OOP Features

In this course, we will be teaching programming from the object-oriented perspective. Both Java and Python support this programming paradigm, and it is commonly used in industry today. However, it is easier to understand some of these concepts (such as classes and objects), after first covering some of the fundamental concepts.

Thus, the first few modules of this course will contains some pieces of starter code that we’ll use without really explaining much about how they work, but rest assured that we’ll cover those concepts at the correct time in the course. Likewise, many of the early programming assignments will include some frozen starter code that provides the structure, and the point of the assignment will be simply to fill in the middle portion of the program that contains the actual code.

Before we begin programming, let’s go over some basic terminology and rules for high-level programming languages.


First, all high programming languages have a syntax, which is a pattern of words and symbols that all correct instructions in the language much follow. So, when we receive a syntax error from the compiler or interpreter, we should know that one or more lines of code in our program doesn’t follow the rules of the language. In a very real sense, this is the grammar that all correct programming lines will follow.

Natural languages also have a grammar, but most natural language listeners can understand improper grammar. The question “Which room is the dog in?” which contains the dreaded dangling preposition, will almost certainly be correctly interpreted as “in which room is the dog?” by most listeners.

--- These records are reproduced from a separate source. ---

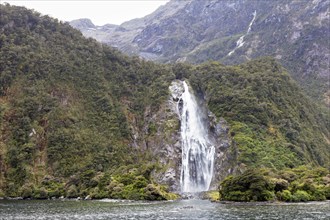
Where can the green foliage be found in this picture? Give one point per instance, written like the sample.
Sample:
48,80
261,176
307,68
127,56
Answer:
272,122
68,108
250,186
300,184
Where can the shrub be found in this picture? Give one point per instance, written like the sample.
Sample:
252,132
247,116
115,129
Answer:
285,195
301,196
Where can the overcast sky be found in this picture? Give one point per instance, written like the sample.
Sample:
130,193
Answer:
100,12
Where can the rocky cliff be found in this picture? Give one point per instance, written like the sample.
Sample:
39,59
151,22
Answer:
294,32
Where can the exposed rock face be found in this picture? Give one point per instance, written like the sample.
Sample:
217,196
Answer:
295,32
166,141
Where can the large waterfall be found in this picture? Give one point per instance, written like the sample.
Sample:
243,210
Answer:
197,151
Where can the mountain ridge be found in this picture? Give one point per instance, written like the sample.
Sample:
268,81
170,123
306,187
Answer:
80,118
196,31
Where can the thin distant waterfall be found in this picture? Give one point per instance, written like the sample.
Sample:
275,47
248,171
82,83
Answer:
197,151
240,41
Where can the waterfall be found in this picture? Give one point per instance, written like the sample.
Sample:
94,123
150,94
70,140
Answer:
240,41
197,151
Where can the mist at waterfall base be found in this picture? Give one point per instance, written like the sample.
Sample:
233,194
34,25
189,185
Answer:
197,150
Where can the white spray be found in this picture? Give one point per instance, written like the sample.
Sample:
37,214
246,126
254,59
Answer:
197,151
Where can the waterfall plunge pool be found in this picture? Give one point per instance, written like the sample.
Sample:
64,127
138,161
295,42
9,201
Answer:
181,209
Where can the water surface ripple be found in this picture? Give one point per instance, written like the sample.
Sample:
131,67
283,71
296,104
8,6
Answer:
184,209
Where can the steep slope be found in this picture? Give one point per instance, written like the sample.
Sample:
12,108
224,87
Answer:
79,118
294,32
69,110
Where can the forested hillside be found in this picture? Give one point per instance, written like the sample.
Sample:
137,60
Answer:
296,33
79,118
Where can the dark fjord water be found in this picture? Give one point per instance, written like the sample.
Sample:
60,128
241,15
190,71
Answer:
185,209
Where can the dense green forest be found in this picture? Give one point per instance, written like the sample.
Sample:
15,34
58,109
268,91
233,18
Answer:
70,107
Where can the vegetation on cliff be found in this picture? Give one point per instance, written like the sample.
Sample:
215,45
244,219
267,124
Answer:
272,122
69,106
74,113
299,184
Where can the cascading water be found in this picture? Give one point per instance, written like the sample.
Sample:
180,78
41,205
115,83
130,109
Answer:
197,151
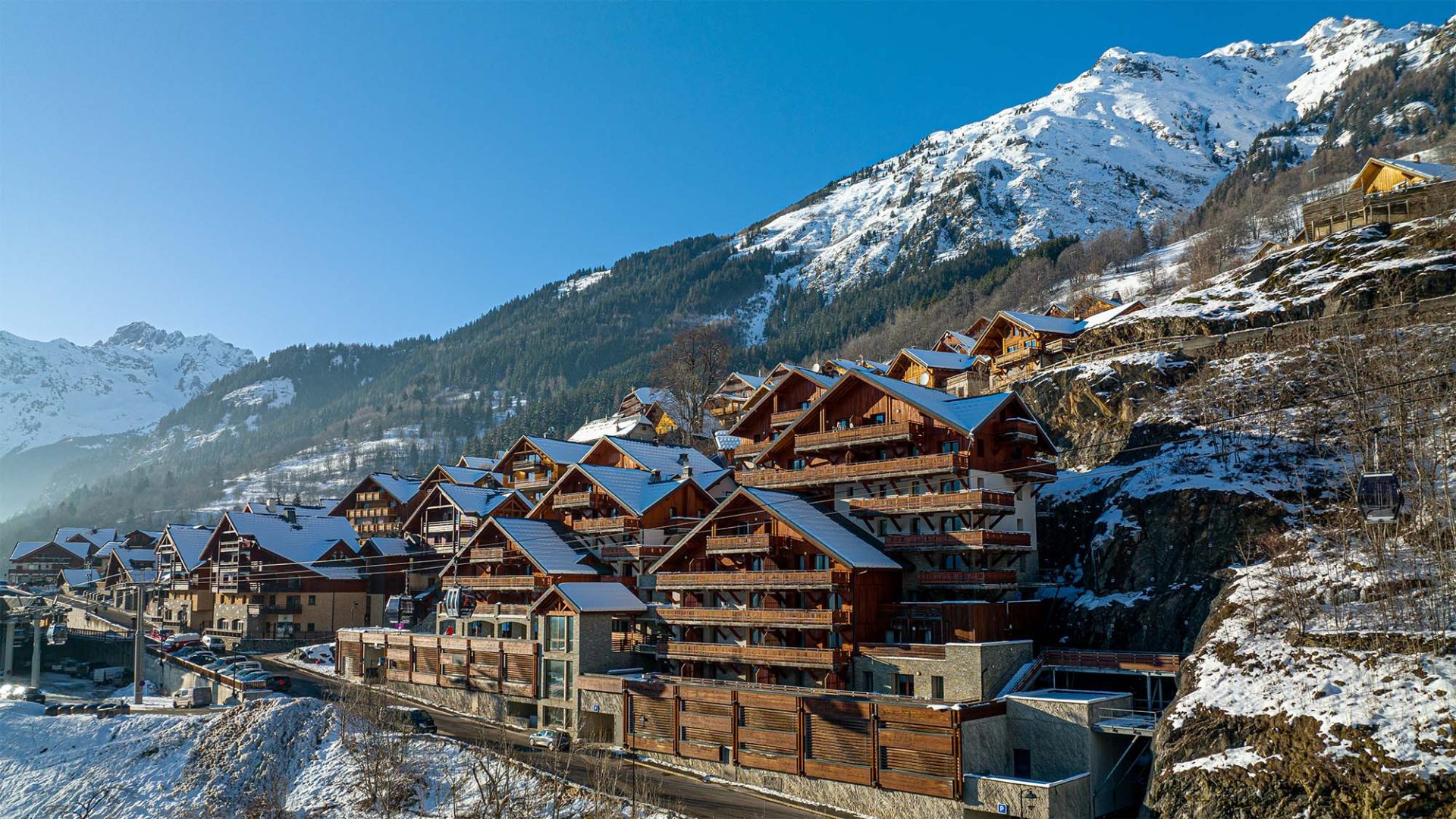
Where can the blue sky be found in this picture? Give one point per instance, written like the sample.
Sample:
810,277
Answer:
291,172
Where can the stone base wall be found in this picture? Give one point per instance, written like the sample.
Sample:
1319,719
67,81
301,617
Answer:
861,799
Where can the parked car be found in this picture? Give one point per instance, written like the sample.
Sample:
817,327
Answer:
551,739
196,697
411,719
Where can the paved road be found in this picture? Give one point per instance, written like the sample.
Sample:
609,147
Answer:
682,792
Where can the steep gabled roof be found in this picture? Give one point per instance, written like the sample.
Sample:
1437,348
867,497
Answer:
551,547
960,414
595,598
188,541
830,532
305,541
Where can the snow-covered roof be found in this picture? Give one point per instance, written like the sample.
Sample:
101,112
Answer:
389,547
938,360
664,458
612,426
79,577
305,541
599,598
92,535
634,488
1046,324
478,500
30,547
190,542
560,450
849,544
546,544
1429,169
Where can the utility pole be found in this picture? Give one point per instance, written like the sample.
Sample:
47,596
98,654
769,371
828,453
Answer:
139,672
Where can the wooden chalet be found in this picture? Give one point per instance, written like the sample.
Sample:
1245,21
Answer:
378,504
446,516
670,461
770,589
946,483
731,397
777,407
36,564
929,368
533,464
185,577
284,577
507,564
626,516
1385,190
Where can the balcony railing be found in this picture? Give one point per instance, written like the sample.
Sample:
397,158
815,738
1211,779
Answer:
1033,469
967,579
963,539
865,469
752,580
755,654
739,544
487,554
576,500
855,436
503,583
766,618
604,525
965,500
785,417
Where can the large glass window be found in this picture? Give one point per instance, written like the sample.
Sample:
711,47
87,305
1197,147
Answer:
558,632
558,679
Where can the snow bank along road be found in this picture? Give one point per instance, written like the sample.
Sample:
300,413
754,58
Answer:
686,793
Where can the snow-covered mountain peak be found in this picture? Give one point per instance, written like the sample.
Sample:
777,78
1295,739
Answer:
57,390
1134,139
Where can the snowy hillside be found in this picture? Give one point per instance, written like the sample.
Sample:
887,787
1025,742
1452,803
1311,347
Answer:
58,390
1134,139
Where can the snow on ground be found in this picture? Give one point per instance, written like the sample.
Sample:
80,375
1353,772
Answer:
271,394
273,755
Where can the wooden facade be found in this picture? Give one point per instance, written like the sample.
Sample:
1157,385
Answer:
750,598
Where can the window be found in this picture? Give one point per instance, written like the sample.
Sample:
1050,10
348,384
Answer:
558,678
558,632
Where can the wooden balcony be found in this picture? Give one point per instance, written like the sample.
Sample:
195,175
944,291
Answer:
989,539
1033,471
604,525
753,654
689,580
503,583
487,554
739,544
856,436
968,579
861,471
576,500
984,502
762,618
635,551
1019,430
785,417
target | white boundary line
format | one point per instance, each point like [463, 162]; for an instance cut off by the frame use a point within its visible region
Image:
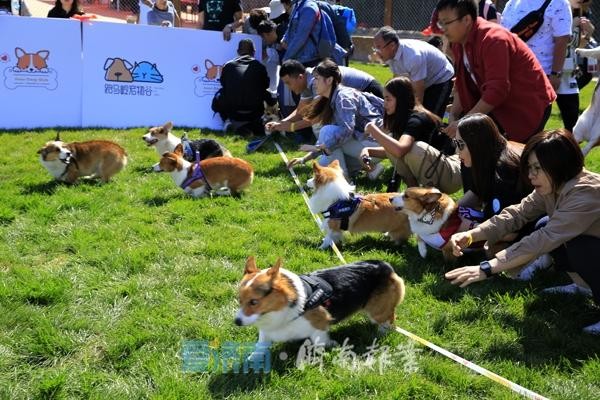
[474, 367]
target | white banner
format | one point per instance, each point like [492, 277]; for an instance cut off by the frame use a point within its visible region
[139, 75]
[40, 72]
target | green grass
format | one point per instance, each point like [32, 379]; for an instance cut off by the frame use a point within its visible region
[101, 284]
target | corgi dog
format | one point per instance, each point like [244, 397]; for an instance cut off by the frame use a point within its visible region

Programming languages are not like this – the slightest violation of a grammar rule will result in code that most likely will not run. So, as developers we must learn to be very precise and exact in our code. This is a difficult skill to learn, but we’ll develop it over time with practice.


Second, all programming instructions have a specific meaning, known as the semantics of the language. When one of our programs compiles and executes but produces an incorrect result, this is due to a semantic error (sometimes known as a logic error) in our code.

Unfortunately, the compiler or interpreter isn’t able to help us find any semantic errors, but we can find them through careful testing of our code.

Initial Vocabulary

Finally, all programming languages have various defined structures, which we can think of as the “parts of speech” in the programming language. This is similar to the concept of nouns, verbs, and adjectives in the English language.

This is a list of some of the most common parts in a programming language:

  • keywords - a word that has a special meaning. These words tell the program exactly what to do, and we cannot use these words as identifiers. For example, in both Java and Python the word class is a keyword. We cannot use a keyword for any purpose other than the one(s) intended by the programming language.
  • literal – text evaluated as itself, for example numbers (such as 6.626) are meant to represent themselves. Similarly, text literals are most often enclosed in double quotation marks (such as "wildcat"). Text literals are most commonly referred to as strings.
  • identifiers - any class, method, or variable name is considered an identifier. Each language will have both rules (syntax) about what can be identifiers and conventions (style guides) about how to construct them.
  • variable – a programmer-defined piece of data. Programmers name their variables with an identifier.
  • method - a piece of code that performs an action in our program. Methods are sometimes referred to as functions or subroutines as well, but we’ll use the term method. Programmers name their methods with an identifier.
  • class – a collection of variables and the methods used to manipulate that data. Classes lay at the heart of object-oriented programming and will be the focus of the last third of this course.
  • symbols - any non-alphanumeric character which has special meaning. Common ones include the math symbols (+ - / * =), brackets of all forms (() [] {}), and then some not so obvious ones ( . , ; " !).
Subroutine, Function, and Method

Properly, a subroutine is a generic term for a named code fragment that does something. Your programming language may have a subroutine named math.sqrt(x) that calculates the square root of x or one called print (something) that prints what ever the value of ‘something’ is to the screen. The print() subroutine may be many lines long, but you gain access to it by calling (using) its name.

The issue is different programming languages use different words to refer to different kinds of subroutines. Functions in C may mean a different thing than functions in Fortran, Java, Python, or mathematics.

We are not going to worry about the details, and will use method or occasionally function to refer to callable subroutines.